I follow Jesh’s All Seasons blogfest, but I’ve never participated. Her topic this week – Made from Trees – is close to my heart, so I thought I’d cheat and enter the post I wrote about my current coffee table. Well, it seems I didn’t really write one. Oh, I wrote several posts where I talked about the table and I had several where I shared photos. So, regular readers may want to skip this, but I thought it would be good to share. If you want the longer version of the history, you can visit the bar when I explained this.
The WoodCraft store in West Springfield usually has a nice selection of rough-cut slabs. It’s where I found the worm-eaten hunk of wood I made my first coffee table out of. The shorter slabs are ideal for small tables, or, if you have the ability to cut them, they could make nice live-edge bookshelves. As I pointed out in that earlier post, I had made a coffee table for my office, several years ago. I liked it, but a friend of mine liked it more. When he retired, I gave it to him. I thought I could live without a coffee table in my office, especially since I would be retiring in about a year and a half. I was wrong.
I started looking for a new slab. I found one at WoodCraft and I began planning my new table. As Jesh points out in her welcome post for this week’s blogfest, fallen trees begin to decay. The process often yields some remarkable features in the wood, but the endgame of the microorganisms doing the work is to digest the tree. Unfortunately, they had eaten more of the slab than I first thought. So, my second coffee table ended up being a little shorter than I had planned.
The bark edge, often referred to as a “live-edge” which makes little sense, since it’s quite dead, had to be stabilized. It was separating from the slab in several places. I mixed woodworking glue and sawdust from sanding the slab into a thick sticky paste. I coated both sides of the openings with wood glue, forced the paste into the gap and said a few quick prayers. So far, it’s holding very well.
As with the original table, I wanted a metal base for this coffee table, in order to call attention to the slab. I had some very heavy rectangular steel tubing, but I didn’t have enough for four legs. I didn’t even have enough for three legs and a trestle-bar.
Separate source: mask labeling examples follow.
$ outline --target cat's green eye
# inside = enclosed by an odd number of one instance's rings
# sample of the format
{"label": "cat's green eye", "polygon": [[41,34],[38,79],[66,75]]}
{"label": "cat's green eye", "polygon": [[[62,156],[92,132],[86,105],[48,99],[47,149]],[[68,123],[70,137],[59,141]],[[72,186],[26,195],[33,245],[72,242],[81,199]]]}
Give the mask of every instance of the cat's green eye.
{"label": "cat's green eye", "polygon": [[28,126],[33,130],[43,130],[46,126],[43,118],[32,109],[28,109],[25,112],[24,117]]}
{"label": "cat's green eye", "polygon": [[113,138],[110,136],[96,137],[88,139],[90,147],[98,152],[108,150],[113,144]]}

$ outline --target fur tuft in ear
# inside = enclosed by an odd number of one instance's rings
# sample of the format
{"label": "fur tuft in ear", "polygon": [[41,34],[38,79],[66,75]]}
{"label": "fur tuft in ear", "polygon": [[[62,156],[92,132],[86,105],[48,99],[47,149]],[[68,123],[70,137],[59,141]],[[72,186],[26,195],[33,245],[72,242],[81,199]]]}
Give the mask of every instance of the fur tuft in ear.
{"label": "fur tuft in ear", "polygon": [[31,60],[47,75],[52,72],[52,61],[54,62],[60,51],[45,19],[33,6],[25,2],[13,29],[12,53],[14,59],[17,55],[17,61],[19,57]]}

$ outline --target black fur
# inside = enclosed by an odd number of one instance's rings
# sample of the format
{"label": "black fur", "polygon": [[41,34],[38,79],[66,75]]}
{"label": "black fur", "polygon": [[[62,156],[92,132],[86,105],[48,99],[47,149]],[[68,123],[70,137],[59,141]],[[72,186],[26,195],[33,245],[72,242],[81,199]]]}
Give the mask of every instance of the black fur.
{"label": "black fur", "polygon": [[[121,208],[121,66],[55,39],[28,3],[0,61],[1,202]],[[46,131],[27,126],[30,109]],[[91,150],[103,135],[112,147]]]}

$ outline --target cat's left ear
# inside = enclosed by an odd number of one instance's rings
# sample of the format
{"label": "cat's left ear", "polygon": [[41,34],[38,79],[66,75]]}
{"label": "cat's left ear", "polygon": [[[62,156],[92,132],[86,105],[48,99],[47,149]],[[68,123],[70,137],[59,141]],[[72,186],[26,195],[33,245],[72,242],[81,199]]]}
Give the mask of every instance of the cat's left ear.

I did have enough for two legs, each with two feet, if I cut things at an angle. That was fun. I like cutting, welding and grinding metal. I’m not that good of a welder, so I have to grind a lot.
I played around with several ideas for the trestle-bar, none of which seemed to really impress The Editor, or myself, for that matter. I remembered that I had kept a branch from a wild cherry tree we cut down, so I decided to use that. A few holes in the steel, a few bits of PVC pipe, some rare earth magnets and some careful assembly, and we have the illusion that the trestle-bar goes through the steel.
Note: the first two pictures in the gallery are the first coffee table I made (also from trees)
You can add a Gallery in a Classic block via the Add Media option (the icon that looks like a camera with musical notes attached).
The Editor also contributed the idea for the feet. I was going to simply let the steel legs rest on the floor. She thought wooden feet would look better. I have to give her credit, I think they do.